Una anécdota de los penales que rescata la memoria del querido Lemme: “Patean ellos y el árbitro lo da por terminado… pero faltaba el penal del Panza, que va y lo pateó como si estuviera jugando en la plaza… Tuvo una tranquilidad, una frialdad”.

DESPUÉS DE UN ESTUDIANTES-ARGENTINOS
Lemme había surgido en Tigre, y llegó a Estudiantes donde resaltó que “jugué con tres números diez y salimos campeón. A Argentinos llegué de la mano de Labrunam, pero Angel falleció a los cuatro meses , en 1983”.

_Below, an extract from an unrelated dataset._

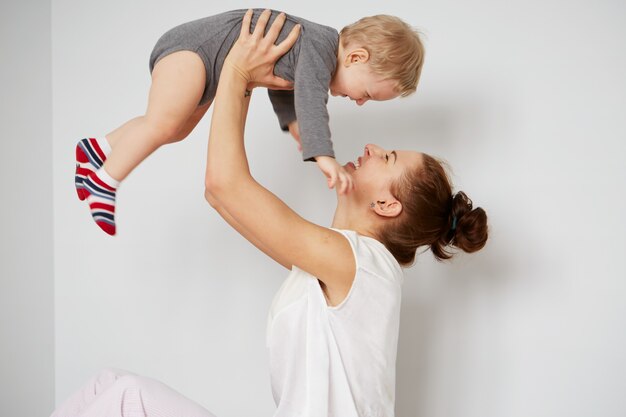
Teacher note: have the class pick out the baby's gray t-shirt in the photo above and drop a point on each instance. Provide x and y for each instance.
(310, 64)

El paso de La Plata a Paternal es algo que también está presente, porque resultó de una charla casual. El doctor Avanzi era el médico de Argentinos. Viajan a jugar con el Pincha. Mientras se jugaba la reserva, se acercó Avanzi, pero Miguel se negó. “No, no, que si me ve Bilardo me mata, que me escapé del vestuario un minuto. Pero me insistió… ‘Vení, sentate’, me dice. Estaban otros dirigentes, que me dicen ¿queres venir a Argentinos?“.
La cosa siguió después del partido: “Les dije que mi pase pertenecía a Tigre. ‘Bueno, ¿cuánto ganas de sueldo…? Acá te hago dar el doble. Y de prima también te hago dar el doble…’ Le pregunté si me estaba haciendo una joda. ‘No, no’, era la palabra, me dieron la mano y un papel con el teléfono y la dirección de Labruna. Allá Angelito me esperó con Anita, la mujer. En un cuaderno grande de almacenero me mostró todos los equipos formados que tenía… ‘Mire, yo lo tenía a usted de cuando jugaba en Flandria, pero después me traen al Nene Comisso que era más o menos la característica suya… Le pregunté cómo le acercaron a Comisso y me dice que ya lo conocía de River Jota Jota López (entonces figura de Argentinos), pero yo siempre lo quise traer a usted. Acá está ahora… ‘Va a jugar al lado de un 5 que es un pibe que va a jugar a Selección. ¿Cómo se llama? Sergio Batista. ¿Lo conoce? No, no. Bueno, al final Checho fue lo que había dicho Labruna, ¿no?”.
Lemme fue hombre de refresco. “Fue un plantel hermoso, un grupo unido; el que no jugaba respetaba al titular, eso que me inculcó primero Bilardo en Estudiantes y después Labruna en Argentinos el poco tiempo que estuvo”.
Argentinos fue dueño del Torneo Metropolitano de primera división 1984, de ahí a la Libertadores, al éxito y a una final con Juventus por la Copa Intercontinental en Japón.
“VENCEDORES AÚN VENCIDOS”
Después de América se asomó a la chance de ser el mejor del mundo en el estadio Nacional de Tokio. Esta vez, la arbitraria “lotería” de los penales les sacó ese título. Los cuatro goles de un partidaz. El Gráfico, con el periodista Aldo Proietto, titulará “Vencedores aún vencidos”. Los goles de Ereros (55’), de Platini (62’, penal), de José Castro (75’) y de Laudrup (82’) llevaron al tiempo suplementario de 30 minutos sin que el resultado se modificara.
La nostalgia del hincha y una coincidencia unánime: aquella escuela de toque y cabeza levantada, con hombres, muy maduros, amalgamados por el técnico José Yudica.
“No es verdad que aquel plantel se pudo lograr con la venta de Maradona”, afirma Alberto Pérez Martin, ex secretario general de la institución. “Ese dinero se invirtió en el predio de Malvinas”, aclaró a este medio quien hoy tiene el Museo de D10s (la casa donde vivió Diego como jugador del Bicho), ahí donde está la camiseta original del “Checho” en la noche de Asunción.